IoT on GCP

Using Google Cloud Platform to capture, store and analyze IoT data from an Arduino.

6 min readMar 3, 2022

I will be building an end-to-end architecture for capturing environmental data using an Arduino MKR WiFi 1010 and Env Shield to publish data to GCP for reporting and analytics.

CI/CD Setup

This repository contains our environment definition in Terraform. GitHub Actions will call Terraform Cloud every time we commit to the “,” branch in order to update our infrastructure.

In the Google Cloud Portal, create or select the Project you’re going to use. In IAM, create a Service Account and assign it “Owner” permissions, we will be creating another service account using Terraform. Select the Service Account, navigate to Keys, generate a Key and download the JSON key definition.
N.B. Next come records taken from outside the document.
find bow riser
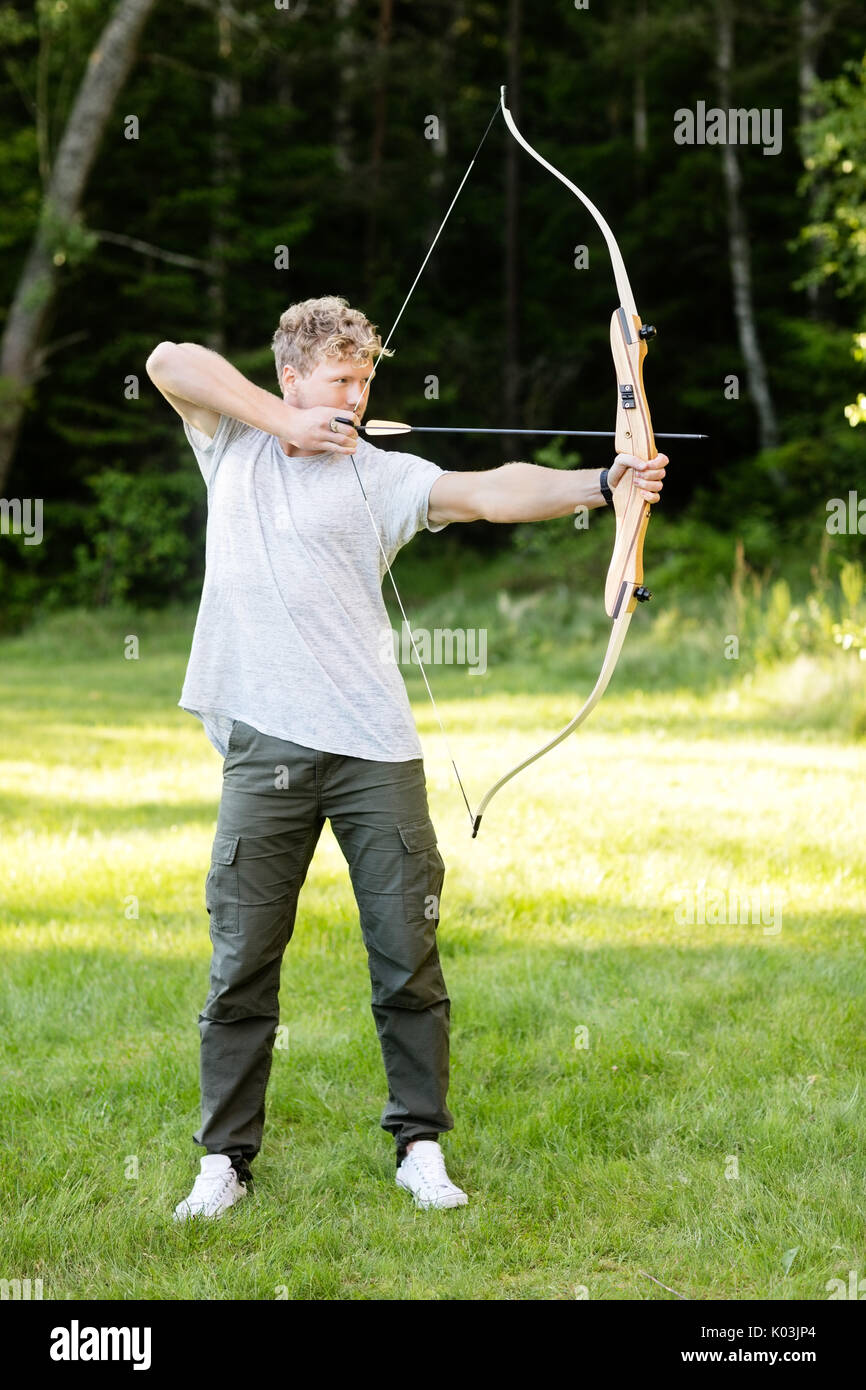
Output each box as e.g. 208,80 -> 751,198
604,308 -> 657,619
612,310 -> 657,458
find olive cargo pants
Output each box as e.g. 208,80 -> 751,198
192,719 -> 453,1168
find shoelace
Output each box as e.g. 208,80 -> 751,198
407,1148 -> 454,1192
189,1170 -> 238,1208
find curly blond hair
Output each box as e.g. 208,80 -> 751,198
271,295 -> 393,386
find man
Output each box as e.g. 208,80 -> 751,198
145,295 -> 666,1219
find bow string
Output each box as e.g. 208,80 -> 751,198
349,87 -> 661,837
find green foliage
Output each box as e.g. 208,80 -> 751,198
69,466 -> 203,608
798,53 -> 866,302
0,533 -> 46,634
845,332 -> 866,426
830,559 -> 866,659
798,51 -> 866,429
1,1 -> 865,635
726,537 -> 866,695
38,200 -> 99,268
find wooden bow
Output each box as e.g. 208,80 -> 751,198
470,88 -> 660,835
350,90 -> 664,838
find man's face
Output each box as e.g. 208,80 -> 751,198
281,355 -> 373,422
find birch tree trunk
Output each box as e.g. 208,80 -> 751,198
426,0 -> 464,220
504,0 -> 523,456
633,0 -> 648,157
206,1 -> 241,353
0,0 -> 159,494
715,0 -> 779,452
333,0 -> 357,175
798,0 -> 826,315
421,0 -> 458,381
364,0 -> 394,287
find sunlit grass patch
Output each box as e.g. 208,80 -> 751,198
0,602 -> 863,1300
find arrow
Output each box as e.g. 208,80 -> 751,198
334,416 -> 707,441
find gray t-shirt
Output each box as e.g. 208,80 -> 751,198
179,413 -> 449,760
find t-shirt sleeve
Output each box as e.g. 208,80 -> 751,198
373,446 -> 452,558
183,413 -> 258,487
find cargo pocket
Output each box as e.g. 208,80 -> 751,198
398,819 -> 444,928
205,833 -> 240,933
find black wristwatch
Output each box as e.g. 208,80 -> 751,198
599,469 -> 614,508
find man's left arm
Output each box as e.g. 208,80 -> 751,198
427,453 -> 668,526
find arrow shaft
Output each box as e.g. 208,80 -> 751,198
342,420 -> 705,441
339,417 -> 706,439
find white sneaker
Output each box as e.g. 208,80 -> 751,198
395,1141 -> 469,1210
173,1154 -> 247,1221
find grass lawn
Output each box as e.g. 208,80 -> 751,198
0,601 -> 863,1300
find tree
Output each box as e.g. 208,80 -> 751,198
0,0 -> 158,494
799,52 -> 866,426
715,0 -> 779,452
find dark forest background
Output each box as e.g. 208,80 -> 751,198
1,0 -> 865,634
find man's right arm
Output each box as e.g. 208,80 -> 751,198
144,342 -> 358,453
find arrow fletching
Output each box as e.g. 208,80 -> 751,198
359,419 -> 412,436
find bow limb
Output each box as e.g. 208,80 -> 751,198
499,87 -> 638,320
470,606 -> 634,837
500,84 -> 658,622
469,92 -> 660,836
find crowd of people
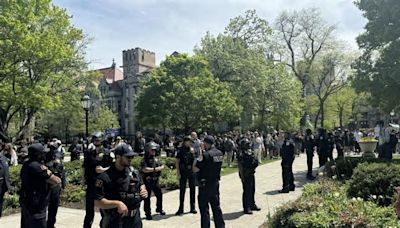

In Terraform Cloud we need to setup a Workspace, select “API-driven workflow” for type. Under “Variables”, register a new variable, I named mine “GOOGLE_CREDENTIALS”, for the Value, paste the entirety of the JSON file you downloaded after defining your Service Account and flag it as “Sensitive”. We also need to register a variable for our GCP Project Number, I named this “PROJECT_NUMBER” and pasted the ID of the project here.

Finally, we need to generate a token for Terraform so that GitHub can call it. Navigate to your profile in the top right, select “User settings”, then “Tokens”. Generate a token.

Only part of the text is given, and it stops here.